La série Buffy contre les vampires, par exemple, a joué dans les années 1990 un rôle non négligeable pour la promotion de l’égalité des sexes et des sexualités auprès de son public adolescent ; les séries 24 h, démarrée au lendemain du 11 septembre 2001, Homeland, Fauda ont révélé les vulnérabilités des démocraties engagées dans une lutte globale contre le terrorisme ; en Europe, les séries Baron noir, La Fièvre ou Hippocrate (France), La Casa de Papel (Espagne), Esterno Notte (Italie) visent la formation politique d’un public devenu parfois cynique, voire un réenchantement de la vie démocratique. La série ukrainienne Serviteur du peuple a porté son showrunner Zelensky au pouvoir. La multiplication des séries post-apocalyptiques (The Walking Dead, The Leftovers, The Handmaid’s Tale, The Last of Us) signale une attention croissante aux effondrements environnemental, sanitaire ou politique.
Le projet ERC Advanced DEMOSERIES a analysé un genre spécifique : les séries télévisées qui se déroulent "dans les coulisses" de régimes démocratiques confrontés aux menaces terroristes internes et externes depuis le 11 septembre 2001. En Europe, aux États-Unis, en Israël, le nombre de séries révélant les coulisses des régimes démocratiques aux prises avec le terrorisme est en constante augmentation. L'ambition de DEMOSERIES a été de modifier les perspectives politiques et morales sur la culture populaire en montrant comment elle se diffuse dans le cas de la sécurité et du terrorisme et de la surveillance. Elle crée des valeurs partagées et partageables à travers la circulation et la discussion d'un matériel accessible à tous ; elle est un facteur majeur dans la création et la préservation des espaces démocratiques en période de crise.
Thibaut, vous êtes membre de l’ERC DEMOSERIES depuis ses débuts et, en plus de participer aux activités de recherche, vous préparez votre thèse au sein du projet.
Sous la direction de Sandra Laugier, je travaille effectivement à une thèse qui s’intitule Esthétique sérielle et transformation morale du spectateur. Je travaille sur un corpus de séries plus large que celui des séries sécuritaires sur lequel porte singulièrement le projet ERC DEMOSERIES. Toutefois, les séries sécuritaires constituent un excellent exemple de cet impact moral et politique des séries que j’essaie de cerner et de penser.

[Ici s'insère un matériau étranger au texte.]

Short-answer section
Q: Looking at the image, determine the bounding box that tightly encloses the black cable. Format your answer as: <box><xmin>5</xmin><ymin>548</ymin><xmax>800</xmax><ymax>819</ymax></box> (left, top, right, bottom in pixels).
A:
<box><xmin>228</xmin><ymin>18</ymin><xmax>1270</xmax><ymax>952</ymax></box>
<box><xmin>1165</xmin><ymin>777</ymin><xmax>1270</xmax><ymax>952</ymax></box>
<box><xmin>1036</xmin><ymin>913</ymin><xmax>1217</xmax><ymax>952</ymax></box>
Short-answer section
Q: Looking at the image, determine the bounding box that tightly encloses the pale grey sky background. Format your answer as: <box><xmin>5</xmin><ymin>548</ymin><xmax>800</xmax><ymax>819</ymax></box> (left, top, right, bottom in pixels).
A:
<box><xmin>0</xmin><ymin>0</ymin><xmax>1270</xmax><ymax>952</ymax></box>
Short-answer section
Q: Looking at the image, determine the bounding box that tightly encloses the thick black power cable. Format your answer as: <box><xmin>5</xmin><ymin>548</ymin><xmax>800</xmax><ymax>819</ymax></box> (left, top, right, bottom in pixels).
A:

Les séries sécuritaires familiarisent en effet les spectateurs avec un ensemble de menaces contemporaines qui pèsent directement sur les démocraties. Elles les familiarisent également avec le travail, plus ou moins ordinaire, des services de sécurité chargés de lutter contre ces menaces. Ainsi, des séries comme Homeland (Showtime, 2011-2020), Le Bureau des légendes (Canal +, 2015-2020) ou, plus récemment, Cœurs noirs (Prime Vidéo, 2023) ou encore The Undeclared War (BBC, 2023) fournissent des représentations communes et partagées de menaces complexes dont les fils se tirent le plus souvent dans l’ombre ou dans les coulisses du réel ordinaire des régimes démocratiques. En élargissant l’expérience de leurs audiences sur des sujets et des enjeux habituellement réservés à des experts, ces séries participent à l’extension du principe démocratique de transparence et contribuent à la formation des audiences citoyennes en les requalifiant dans leur responsabilité morale et politique.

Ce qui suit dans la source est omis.